E os outros artistas de Russia IDK, influenciaram-te?
Bastante. Sinto que não seria nada se não tivesse absorvido o conhecimento que eles me transmitiram. Agradeço que me tenham ensinado a olhar as coisas à lupa, as pequenas mudanças e os enquadramentos imperceptíveis.

Isso nota-se no teu álbum. Não só as músicas são muito diferentes, como na mesma música acontecem coisas muito diferentes. Às vezes parece que nos três minutos de uma faixa ouvimos três canções. 
Queria evitar as estruturas convencionais, imbuir a música de uma narrativa quase cinematográfica, em que muitos personagens vão entrando e saindo de cena, e juntar tudo com muito cuidado. Suponho que também seja uma questão geracional. Sentimos uma necessidade de estímulos constantes.
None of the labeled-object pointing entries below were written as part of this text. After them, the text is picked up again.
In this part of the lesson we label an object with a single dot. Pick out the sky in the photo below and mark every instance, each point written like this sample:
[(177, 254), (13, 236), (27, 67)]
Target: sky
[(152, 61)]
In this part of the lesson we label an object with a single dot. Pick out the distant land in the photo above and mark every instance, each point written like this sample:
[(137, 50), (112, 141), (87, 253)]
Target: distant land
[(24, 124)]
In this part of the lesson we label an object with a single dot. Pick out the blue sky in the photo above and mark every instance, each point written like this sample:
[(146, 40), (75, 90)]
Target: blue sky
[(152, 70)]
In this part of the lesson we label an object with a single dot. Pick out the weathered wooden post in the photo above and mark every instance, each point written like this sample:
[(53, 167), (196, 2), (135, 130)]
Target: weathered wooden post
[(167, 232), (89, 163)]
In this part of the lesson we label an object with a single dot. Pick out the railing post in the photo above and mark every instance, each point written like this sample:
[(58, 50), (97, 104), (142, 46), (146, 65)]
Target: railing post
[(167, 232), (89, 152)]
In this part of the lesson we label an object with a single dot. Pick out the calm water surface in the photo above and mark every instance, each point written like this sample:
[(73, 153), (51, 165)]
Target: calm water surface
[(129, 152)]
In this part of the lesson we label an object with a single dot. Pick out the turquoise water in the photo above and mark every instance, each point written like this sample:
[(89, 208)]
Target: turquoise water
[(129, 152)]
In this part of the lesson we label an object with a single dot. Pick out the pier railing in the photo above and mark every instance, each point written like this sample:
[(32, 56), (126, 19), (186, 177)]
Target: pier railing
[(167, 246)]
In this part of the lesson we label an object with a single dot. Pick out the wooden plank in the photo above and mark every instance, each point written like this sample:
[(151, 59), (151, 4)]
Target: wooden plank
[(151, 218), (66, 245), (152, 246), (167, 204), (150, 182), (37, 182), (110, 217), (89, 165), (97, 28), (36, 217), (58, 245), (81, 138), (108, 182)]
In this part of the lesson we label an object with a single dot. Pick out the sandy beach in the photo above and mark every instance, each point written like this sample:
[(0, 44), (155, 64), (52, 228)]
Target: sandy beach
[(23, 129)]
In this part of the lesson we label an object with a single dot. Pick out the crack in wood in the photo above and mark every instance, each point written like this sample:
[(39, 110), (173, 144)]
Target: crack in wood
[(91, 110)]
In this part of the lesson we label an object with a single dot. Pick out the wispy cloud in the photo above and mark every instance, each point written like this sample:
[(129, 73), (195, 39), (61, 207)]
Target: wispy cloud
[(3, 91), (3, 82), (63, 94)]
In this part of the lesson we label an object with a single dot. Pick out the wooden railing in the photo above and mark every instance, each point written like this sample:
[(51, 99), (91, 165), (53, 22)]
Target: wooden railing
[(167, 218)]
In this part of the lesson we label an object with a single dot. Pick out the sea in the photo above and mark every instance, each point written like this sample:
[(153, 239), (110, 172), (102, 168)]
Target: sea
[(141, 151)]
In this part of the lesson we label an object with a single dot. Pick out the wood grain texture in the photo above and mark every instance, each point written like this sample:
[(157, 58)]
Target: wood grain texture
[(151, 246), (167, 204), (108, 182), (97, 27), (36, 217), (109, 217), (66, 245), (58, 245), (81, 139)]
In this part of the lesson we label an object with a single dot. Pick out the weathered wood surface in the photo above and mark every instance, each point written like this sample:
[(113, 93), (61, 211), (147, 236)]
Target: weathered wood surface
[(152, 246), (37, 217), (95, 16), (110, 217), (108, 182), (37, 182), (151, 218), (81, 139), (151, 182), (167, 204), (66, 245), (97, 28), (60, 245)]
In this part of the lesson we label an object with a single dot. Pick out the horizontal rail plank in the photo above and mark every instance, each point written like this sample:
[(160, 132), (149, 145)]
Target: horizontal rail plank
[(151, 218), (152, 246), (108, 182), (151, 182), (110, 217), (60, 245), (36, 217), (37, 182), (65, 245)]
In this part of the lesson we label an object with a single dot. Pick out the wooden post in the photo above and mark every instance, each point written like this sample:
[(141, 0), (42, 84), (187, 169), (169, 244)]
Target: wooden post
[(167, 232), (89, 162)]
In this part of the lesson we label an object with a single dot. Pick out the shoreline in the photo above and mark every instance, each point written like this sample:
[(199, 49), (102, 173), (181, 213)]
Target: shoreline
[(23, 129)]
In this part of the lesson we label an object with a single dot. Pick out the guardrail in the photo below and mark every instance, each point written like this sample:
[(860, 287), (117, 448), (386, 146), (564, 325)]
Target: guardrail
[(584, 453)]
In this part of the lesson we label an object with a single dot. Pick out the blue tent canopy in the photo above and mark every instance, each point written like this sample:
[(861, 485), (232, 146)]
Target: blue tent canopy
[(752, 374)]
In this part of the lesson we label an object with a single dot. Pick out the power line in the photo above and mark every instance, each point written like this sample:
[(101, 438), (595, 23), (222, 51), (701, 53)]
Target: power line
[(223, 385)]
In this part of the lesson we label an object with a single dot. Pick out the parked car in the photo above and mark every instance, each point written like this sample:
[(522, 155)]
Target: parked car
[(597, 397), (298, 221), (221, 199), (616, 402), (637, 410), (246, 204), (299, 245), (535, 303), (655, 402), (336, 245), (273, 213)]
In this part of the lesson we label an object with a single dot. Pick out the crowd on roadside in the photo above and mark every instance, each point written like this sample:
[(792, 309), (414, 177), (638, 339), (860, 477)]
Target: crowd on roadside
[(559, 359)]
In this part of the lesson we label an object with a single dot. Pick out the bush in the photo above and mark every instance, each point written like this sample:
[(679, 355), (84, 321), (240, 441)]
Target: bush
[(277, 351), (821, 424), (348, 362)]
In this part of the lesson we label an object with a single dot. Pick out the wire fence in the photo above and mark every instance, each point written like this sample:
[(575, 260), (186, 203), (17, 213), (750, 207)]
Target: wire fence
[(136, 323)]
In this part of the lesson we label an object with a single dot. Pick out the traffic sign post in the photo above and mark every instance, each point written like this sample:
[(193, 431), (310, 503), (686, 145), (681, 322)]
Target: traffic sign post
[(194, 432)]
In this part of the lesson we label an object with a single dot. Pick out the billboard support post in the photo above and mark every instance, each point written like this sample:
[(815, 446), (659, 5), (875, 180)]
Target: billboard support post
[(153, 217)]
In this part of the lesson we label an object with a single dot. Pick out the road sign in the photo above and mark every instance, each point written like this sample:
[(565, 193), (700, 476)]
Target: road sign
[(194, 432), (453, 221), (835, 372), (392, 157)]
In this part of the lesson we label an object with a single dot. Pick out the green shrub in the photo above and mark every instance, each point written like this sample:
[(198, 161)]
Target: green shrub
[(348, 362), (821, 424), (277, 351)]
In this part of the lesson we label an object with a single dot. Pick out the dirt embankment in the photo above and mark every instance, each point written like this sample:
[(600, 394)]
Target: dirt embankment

Pois. Sinto muito a influência da internet nas tuas canções. A forma displicente e imediata como saltamos de tiktok para tiktok, ou de story para story – no Instagram. Há uma certa esquizofrenia na maneira como consumimos esses conteúdos, e sinto o mesmo na tua música.
Completamente [risos]. O algoritmo mostra-nos conteúdo que parece aleatório, mas que na realidade é informado pelos nossos gostos e interesses, adaptado de acordo com o seu gosto. Há algo de belo em tudo isso – histórias, composições, pura poesia e infinitos formatos. Sinto que isso está muito próximo do processo de produção musical a que estou habituado. Samples, reciclagem, recontextualização de símbolos, etc. É um bocado como tirar de um baú roupa de diversas épocas e fazer pequenas alterações para lhe dar uma segunda oportunidade.

No teu disco oiço ecos de flamenco, dembow, r&b, hyperpop. Como foi a tua educação musical, e em que fase da tua vida tomaste contacto com estes géneros?
Quando era mais novo ouvia muito o Paco de Lucía e repertório clássico e do período romântico. A minha mãe gostava muito desse tipo de música. E depois o meu pai mostrava-me coisas mais apunkalhadas e vanguardistas, também Jamiroquai, Kid Creole ou Prince. Durante muito tempo só ouvia música destas alturas, mas quando entrei na universidade comecei a ouvir música mais activamente. E foi muito importante estar rodeado de boas influências nos últimos anos.

Muitos artistas, como a Rosalía e o C. Tangana, aí em Espanha, mas também em Portugal, têm passado os últimos anos a misturar a pop e as electrónicas globais com as músicas tradicionais. Tu fazes o mesmo, mas de uma maneira muito singular, mais esquizofrénica. O que achas que leva tantos miúdos das nossas gerações a fazer música em que o passado, o presente e o futuro se cruzam?
Para progredirmos [enquanto sociedade], temos de entender o passado, contemplar o presente e imaginar o futuro. E acho que é por querermos que a música evolua que tanta gente está a olhar para baixo e para cima, em todas as direcções, em busca de inputs que ajudem a criar algo novo.

Costumas ter um sorriso meio diabólico nas fotografias promocionais. E até na capa do disco. Porquê?
Lembra-me o Aphex Twin. Normalmente, o primeiro contacto com o sorriso é amável e reconfortante, mas quando o sorriso continua a alargar-se, sentimo-nos incomodados, o efeito é o contrário. Gosto de brincar com a dualidade. E gosto da própria estética.